Yes it worked for a 100 images, and then the same error occured. Maybe do I need to allocate more GB of space? I have a GPU with 8GB of VRAM but I don't think it is an issue. Maybe clearing the cache per 100 detections?

Update: clearing cache did not work

rongliangzi commented 3 years ago

Yes it worked for a 100 images, and then the same error occured. Maybe do I need to allocate more GB of space? I have a GPU with 8GB of VRAM but I don't think it is an issue. Maybe clearing the cache per 100 detections?

Generally testing phrase doesn't require much GPU. Maybe some of your codes should be reviewed.

rongliangzi commented 3 years ago

Yes it worked for a 100 images, and then the same error occured. Maybe do I need to allocate more GB of space? I have a GPU with 8GB of VRAM but I don't think it is an issue. Maybe clearing the cache per 100 detections?

Update: clearing cache did not work

you can refer to val() function in utils/functions.py. The val() should meet your need of testing on a dataset exactly. The parameter factor is divide(=50) and downsample(=1) is identical to img_test().

Hope it works well.

itsciccio commented 3 years ago

Yes I am having a look at it. Reading the code, I do not see a definition for RawDataset() class. This might be an issue

rongliangzi commented 3 years ago

Yes I am having a look at it. Reading the code, I do not see a definition for RawDataset() class. This might be an issue

Using CrowdDataset() class in /dataset.py is ok.
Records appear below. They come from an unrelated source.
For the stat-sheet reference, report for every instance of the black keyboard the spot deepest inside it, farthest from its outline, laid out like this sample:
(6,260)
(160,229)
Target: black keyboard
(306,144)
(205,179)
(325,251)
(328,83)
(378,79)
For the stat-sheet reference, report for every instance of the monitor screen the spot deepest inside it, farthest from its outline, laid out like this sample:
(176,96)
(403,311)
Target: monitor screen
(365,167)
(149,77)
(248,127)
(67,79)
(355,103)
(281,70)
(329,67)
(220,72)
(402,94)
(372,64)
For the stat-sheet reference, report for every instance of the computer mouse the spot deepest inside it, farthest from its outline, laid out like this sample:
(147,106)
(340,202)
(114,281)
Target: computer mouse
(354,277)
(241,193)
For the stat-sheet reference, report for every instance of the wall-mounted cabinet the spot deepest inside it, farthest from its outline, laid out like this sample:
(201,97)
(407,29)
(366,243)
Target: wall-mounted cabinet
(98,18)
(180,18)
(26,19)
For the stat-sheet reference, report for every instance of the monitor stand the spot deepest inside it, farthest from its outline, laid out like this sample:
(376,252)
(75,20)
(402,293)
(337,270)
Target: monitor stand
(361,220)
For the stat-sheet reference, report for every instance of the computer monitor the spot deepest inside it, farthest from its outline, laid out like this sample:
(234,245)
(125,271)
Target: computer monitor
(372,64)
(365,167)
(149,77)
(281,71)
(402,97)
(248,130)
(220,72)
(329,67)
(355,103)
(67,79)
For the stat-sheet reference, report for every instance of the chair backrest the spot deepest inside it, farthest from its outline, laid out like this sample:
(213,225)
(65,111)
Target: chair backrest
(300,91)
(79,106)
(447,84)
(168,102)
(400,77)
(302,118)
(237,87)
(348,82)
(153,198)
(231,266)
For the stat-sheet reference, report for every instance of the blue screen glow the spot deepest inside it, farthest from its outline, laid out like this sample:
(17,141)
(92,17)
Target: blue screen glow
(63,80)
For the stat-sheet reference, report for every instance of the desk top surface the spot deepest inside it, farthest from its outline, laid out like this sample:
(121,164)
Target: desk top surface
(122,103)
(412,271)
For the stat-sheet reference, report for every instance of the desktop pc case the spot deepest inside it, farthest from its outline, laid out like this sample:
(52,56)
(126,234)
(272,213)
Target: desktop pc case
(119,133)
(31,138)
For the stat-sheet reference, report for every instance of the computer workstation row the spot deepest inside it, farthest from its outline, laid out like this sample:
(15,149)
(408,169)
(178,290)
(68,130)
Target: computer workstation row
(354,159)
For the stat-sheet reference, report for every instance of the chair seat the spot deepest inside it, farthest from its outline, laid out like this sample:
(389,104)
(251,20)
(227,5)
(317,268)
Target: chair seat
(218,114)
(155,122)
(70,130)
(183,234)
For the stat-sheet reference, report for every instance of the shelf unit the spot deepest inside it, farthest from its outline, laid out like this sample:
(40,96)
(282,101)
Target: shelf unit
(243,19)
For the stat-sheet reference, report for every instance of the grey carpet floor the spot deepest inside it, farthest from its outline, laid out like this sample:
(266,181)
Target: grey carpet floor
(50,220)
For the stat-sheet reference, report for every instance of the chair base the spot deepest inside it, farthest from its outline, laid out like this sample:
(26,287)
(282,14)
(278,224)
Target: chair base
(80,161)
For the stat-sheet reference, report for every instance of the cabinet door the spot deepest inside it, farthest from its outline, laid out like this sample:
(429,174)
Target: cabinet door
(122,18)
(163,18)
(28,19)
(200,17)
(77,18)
itsciccio commented 3 years ago

I am still trying to figure out whats wrong with my implementation. I run out of CUDA memory on the same 5 images on SHA. I know this because i did a try .. catch .. statement and printed out which image it runs out of memory. Then, funnily enough, on SHB it never runs out of memory, so its fine. I don't get why it does this haha, a ghost I think.
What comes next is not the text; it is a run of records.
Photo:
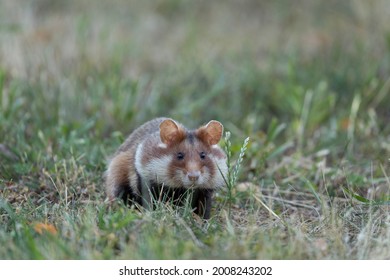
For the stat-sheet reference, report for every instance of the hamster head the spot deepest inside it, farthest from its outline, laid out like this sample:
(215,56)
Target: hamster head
(189,159)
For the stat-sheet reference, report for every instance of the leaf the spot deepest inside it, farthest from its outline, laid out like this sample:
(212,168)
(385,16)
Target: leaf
(43,227)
rongliangzi commented 3 years ago

I am still trying to figure out whats wrong with my implementation. I run out of CUDA memory on the same 5 images on SHA. I know this because i did a try .. catch .. statement and printed out which image it runs out of memory. Then, funnily enough, on SHB it never runs out of memory, so its fine. I don't get why it does this haha, a ghost I think.

make sure in testing phrase you don't save many variables that keep gradients such as predicted dmp. Try using a.item() for tensor a if needed.

rdunin commented 3 years ago

dmp = img_test(model, img_path, divide=50, ds=1)

One image only have similar problem. Model loaded. 6GB free VRam Runtime Error: CUDA out of memory. What problem can be? Thanks!